Track calls as conversions
Conversion tracking gives you important information that you can use to improve the performance of your account (with that info being available all the way down to the keyword level). There are multiple ways to track call conversions from the phone calls you drive: by setting the length of a call as an indication of value, or directly importing call conversions and revenue from your own offline call tracking information.
Imported call conversions is the most precise way to measure which calls lead to sales and other valuable customer actions. It lets you tell Google Ads when a phone call results in a sale or other conversion type by connecting the dots between your Google Ads performance and the different call outcomes you’re tracking in another system. For example, in addition to phone sales, an insurance advertiser might also track which calls result in a quote request or an upsell to another insurance line. By importing this information into Google Ads, you can learn which of your ads and keywords result in the most valuable mix of calls for your business.
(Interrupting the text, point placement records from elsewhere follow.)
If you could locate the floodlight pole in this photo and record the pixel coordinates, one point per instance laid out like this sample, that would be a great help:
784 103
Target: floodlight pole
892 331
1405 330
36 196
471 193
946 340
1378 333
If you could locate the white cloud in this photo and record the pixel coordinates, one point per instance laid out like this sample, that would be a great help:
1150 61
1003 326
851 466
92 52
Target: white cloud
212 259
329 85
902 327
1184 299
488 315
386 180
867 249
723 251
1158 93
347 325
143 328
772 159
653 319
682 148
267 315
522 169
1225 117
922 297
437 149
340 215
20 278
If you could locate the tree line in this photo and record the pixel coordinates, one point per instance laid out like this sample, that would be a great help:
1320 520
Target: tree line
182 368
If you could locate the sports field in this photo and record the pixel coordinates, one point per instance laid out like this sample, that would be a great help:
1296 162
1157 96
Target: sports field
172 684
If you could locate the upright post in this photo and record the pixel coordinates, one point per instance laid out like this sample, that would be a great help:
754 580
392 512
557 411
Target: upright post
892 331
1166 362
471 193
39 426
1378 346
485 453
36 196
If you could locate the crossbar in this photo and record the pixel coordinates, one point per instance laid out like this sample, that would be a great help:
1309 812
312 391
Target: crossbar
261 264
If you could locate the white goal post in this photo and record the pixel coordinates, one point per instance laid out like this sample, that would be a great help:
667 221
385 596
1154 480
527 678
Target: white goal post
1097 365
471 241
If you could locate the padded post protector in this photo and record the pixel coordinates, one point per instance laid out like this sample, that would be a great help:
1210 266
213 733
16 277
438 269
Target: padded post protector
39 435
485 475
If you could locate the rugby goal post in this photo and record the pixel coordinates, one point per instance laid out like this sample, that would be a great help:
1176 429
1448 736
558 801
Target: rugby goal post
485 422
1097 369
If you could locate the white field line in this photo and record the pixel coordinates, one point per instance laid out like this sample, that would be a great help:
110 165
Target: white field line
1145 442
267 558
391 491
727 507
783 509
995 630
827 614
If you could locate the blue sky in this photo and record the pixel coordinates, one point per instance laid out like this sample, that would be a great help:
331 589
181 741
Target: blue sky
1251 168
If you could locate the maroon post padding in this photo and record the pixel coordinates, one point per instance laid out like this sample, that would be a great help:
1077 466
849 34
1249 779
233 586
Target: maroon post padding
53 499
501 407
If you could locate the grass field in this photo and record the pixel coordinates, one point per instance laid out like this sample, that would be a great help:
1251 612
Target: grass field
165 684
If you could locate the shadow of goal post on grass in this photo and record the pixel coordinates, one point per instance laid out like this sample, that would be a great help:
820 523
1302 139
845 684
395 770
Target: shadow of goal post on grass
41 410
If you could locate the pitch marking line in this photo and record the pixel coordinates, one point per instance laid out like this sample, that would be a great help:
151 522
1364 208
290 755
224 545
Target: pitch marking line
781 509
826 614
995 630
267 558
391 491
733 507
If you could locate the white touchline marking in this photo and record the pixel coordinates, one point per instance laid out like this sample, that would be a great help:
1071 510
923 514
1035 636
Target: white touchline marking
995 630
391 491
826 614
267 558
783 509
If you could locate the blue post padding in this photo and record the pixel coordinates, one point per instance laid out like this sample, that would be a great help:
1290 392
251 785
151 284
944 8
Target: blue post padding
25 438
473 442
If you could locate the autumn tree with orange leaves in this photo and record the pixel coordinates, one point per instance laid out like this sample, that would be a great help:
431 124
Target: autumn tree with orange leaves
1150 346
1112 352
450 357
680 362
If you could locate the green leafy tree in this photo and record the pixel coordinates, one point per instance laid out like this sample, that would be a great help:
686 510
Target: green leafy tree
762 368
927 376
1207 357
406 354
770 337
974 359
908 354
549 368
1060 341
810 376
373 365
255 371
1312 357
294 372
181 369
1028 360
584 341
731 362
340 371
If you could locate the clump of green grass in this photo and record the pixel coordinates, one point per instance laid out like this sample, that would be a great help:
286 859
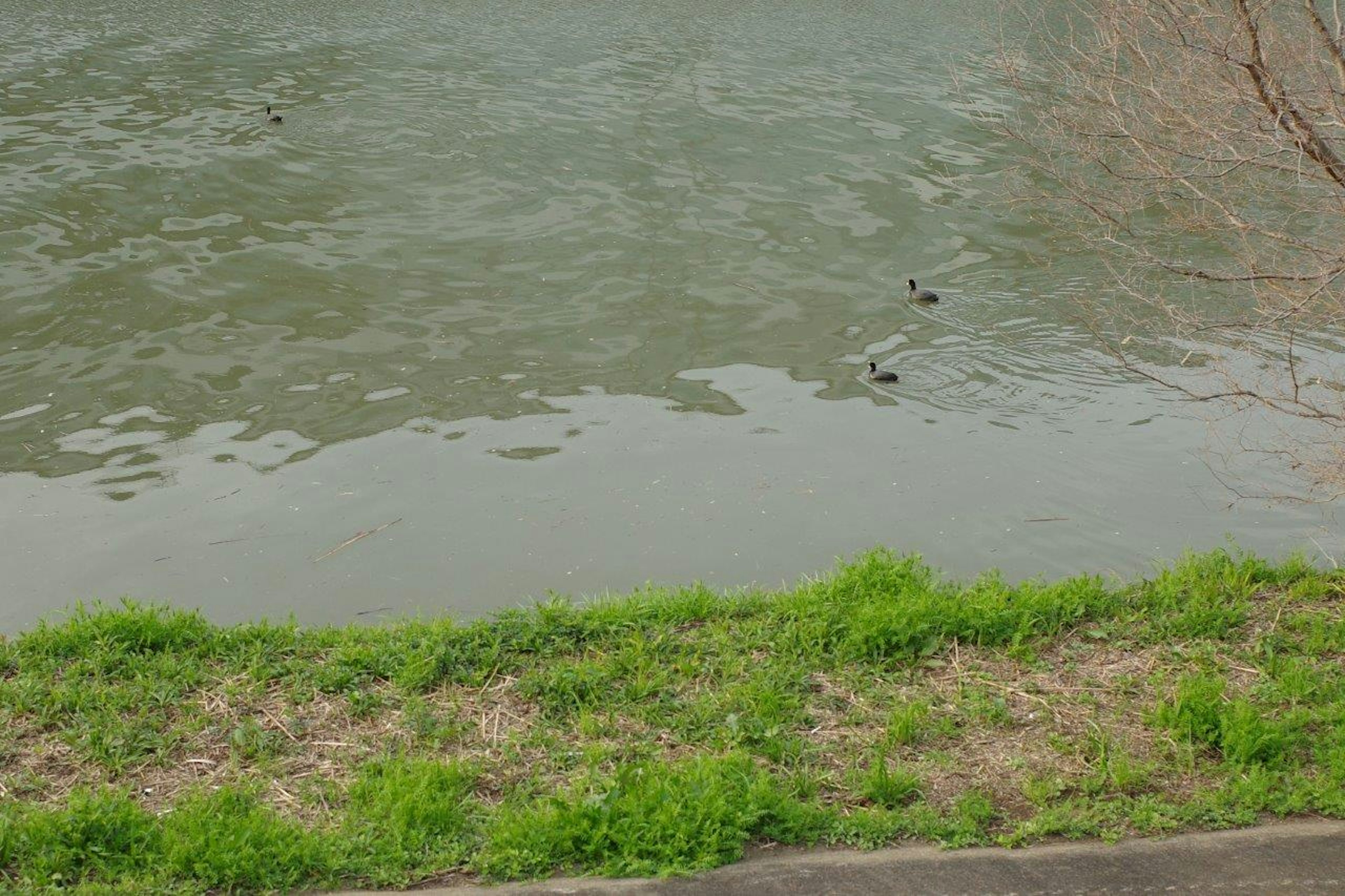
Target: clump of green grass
666 731
647 820
885 786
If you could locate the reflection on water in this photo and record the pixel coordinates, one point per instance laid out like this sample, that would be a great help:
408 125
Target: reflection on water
474 212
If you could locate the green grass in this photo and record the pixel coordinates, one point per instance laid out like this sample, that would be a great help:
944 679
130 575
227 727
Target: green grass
664 732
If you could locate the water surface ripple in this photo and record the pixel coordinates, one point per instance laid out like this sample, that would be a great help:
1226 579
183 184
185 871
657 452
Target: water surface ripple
474 210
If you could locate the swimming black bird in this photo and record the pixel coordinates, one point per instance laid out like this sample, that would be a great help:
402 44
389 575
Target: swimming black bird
922 295
882 376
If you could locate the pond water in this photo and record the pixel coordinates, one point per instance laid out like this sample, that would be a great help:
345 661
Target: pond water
573 295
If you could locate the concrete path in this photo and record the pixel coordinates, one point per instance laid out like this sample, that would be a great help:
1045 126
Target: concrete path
1296 857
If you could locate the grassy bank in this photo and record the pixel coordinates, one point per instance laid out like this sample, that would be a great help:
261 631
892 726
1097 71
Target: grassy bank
666 731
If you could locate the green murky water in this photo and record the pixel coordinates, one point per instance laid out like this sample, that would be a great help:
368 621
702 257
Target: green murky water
578 292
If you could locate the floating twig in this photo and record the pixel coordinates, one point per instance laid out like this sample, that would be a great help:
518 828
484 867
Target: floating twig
357 537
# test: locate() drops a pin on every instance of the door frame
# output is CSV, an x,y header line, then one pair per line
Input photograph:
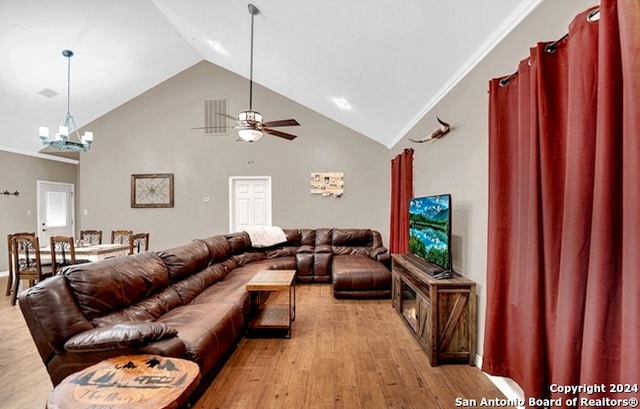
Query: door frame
x,y
232,183
39,199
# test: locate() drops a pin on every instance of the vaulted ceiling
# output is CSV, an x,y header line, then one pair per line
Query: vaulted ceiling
x,y
389,60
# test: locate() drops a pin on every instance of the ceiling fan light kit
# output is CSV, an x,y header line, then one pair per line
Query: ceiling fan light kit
x,y
250,123
62,139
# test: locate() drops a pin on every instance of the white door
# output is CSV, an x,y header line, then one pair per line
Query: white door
x,y
249,202
55,210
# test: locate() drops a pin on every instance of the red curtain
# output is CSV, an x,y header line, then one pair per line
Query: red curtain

If you aren’t able to import your call conversions and will rely on Google Ads to measure those conversions, you can instead set a threshold for the duration required to count as a conversion. Here are a couple of things to consider as you decide for yourself:
- Look through your call history to identify trends in call duration
- Ask your staff answering calls what the minimum duration of a high-quality call generally is
- Run a sample call yourself and time how long it takes to navigate call menus/greetings before saying something substantial to another person
Track website call conversions
Along with measuring the calls you receive from your ads, you can also set up website call conversions to measure when users call after visiting your website from an ad.
Some users need a bit more information than the results page can give them before they call. Regardless of whether someone calls you immediately or after a couple of days and a bit of research, measure all of the calls that you can.
Website call conversions let you measure the calls that originate from Google Ads for up to 60 days after the initial ad click happened. Tracking website call conversions helps you see how ads, your website and your phone calls work together through the customer journey. Your site can help pre-qualify customers, so that when users do call they’ll be that much more interested in what you have to offer.
Tip
Rely on your own systems to track website calls that come from non-Search ads.
Once you’re tracking your mobile calls as conversions, remember that other types of calls are counted in “All conversions.” Calls placed after manually dialing a phone number from ads on tablets and computers are included in the “All conversions” column. Those conversions can’t be used for automated bidding. As you review your performance from calls, look at the “All conversions” column instead of the standard conversions column to take into account all of the calls you’re driving, even from non-mobile devices.
Case study
DSL Extreme delivers high-speed internet to homes and businesses across the nation. They track call conversions across their ads and website to monitor call quality at the keyword level, and measure which calls result in engaged conversations with a sales agent. By analyzing these conversations, DSL Extreme determined the exact length of a call that typically results in a sale, information they use to further enhance the caller experience.